D: None of the above – Looking elsewhere for tomorrow’s news

Photo by Alex Petroski 2018

By Daniel Dunaief

Daniel Dunaief

It’s time for the media to look elsewhere. The lowest hanging fruit has been extensively covered. Washington journalists and, indeed, state and community journalists have a responsibility to cover the entire landscape. Everything doesn’t run through one office, one branch of the federal government or one person.

It’s time to highlight human interest stories. Flawed though it may be in parts, the movie “Instant Family,” starring Mark Wahlberg and Rose Byrne makes people laugh. However, it also addresses a significant issue about foster children “in the system.” No, I didn’t run out to adopt a foster child as the final credits were rolling, but I heard some personal details that were as moving to me as they were to the people in the movie.

We the press should run off and cover the local versions of Karen, played by Octavia Spencer, and Sharon, acted by Tig Notaro, who work tirelessly at an adoption agency. Spencer is a remarkable combination of serious and slapstick, offering the kind of range typically only reserved for a main character. She draws the audience, and the other characters, to her, offering perspectives on fostering children and adoption that aren’t often discussed.

Undoubtedly, on Long Island, in New York and in the United States, people like Karen and Sharon give children hope and seek to connect parents looking to adopt with children, while maintaining level heads through the high-stakes process.

Every year, papers print out lists of high school graduates, sometimes including the names of colleges these newly minted graduates plan to attend. These students, many of whom have spent their lives in one place, are preparing to take their next steps on literal and figurative terrain they haven’t yet covered, except perhaps to pay a quick visit to a college.

Maybe, in addition to listing all the high school graduates, we should interview several college graduates 10 years after they graduated from high school, asking them what they learned, what mistakes they made and what paths they took to get them from their youthful hope to their current state.

And, yes, there are local and national politicians who have become subsumed in the Washington wave. Some of them also have worthy ideas such as our local state Assemblyman Steve Englebright (D-Setauket) with his work on the environment. We owe it to ourselves to hear them, to give them a platform and to give our readers a chance to
respond to their visions and ideas.

In an era when people voted in impressive numbers in the recent midterm elections, we need to know what everyone in Albany or Washington is doing. Voting is just the start. We should keep tabs on them, encourage them to follow through on their campaign promises, and lend our support when they turn to their constituents for help.

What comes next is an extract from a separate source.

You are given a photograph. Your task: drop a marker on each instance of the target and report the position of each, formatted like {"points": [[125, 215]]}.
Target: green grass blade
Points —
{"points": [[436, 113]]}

We should also hear more from police chiefs, who can offer insights into what it’s like on the front lines of the drug crisis. Many of these people are working feverishly to prevent family tragedies that resonate for years, hoping to redirect people away from self-destructive paths.

Every day, incredible people with tales of trials and tribulations live among us, pursuing their goals while trying to ensure that they follow their moral and civil compasses.

In this incredible country, merely being famous or even powerful isn’t enough of a reason to write about what we like or don’t like about someone everyone sees every day. We need to shine the spotlight in the corners of rooms, not waiting for YouTube, reality TV or a heroic sports moment to catapult someone to public attention. Some people deserve that attention because they typically remain in the shadows, supporting others, saying the right things when there isn’t a camera in sight, and inspiring others to believe in themselves.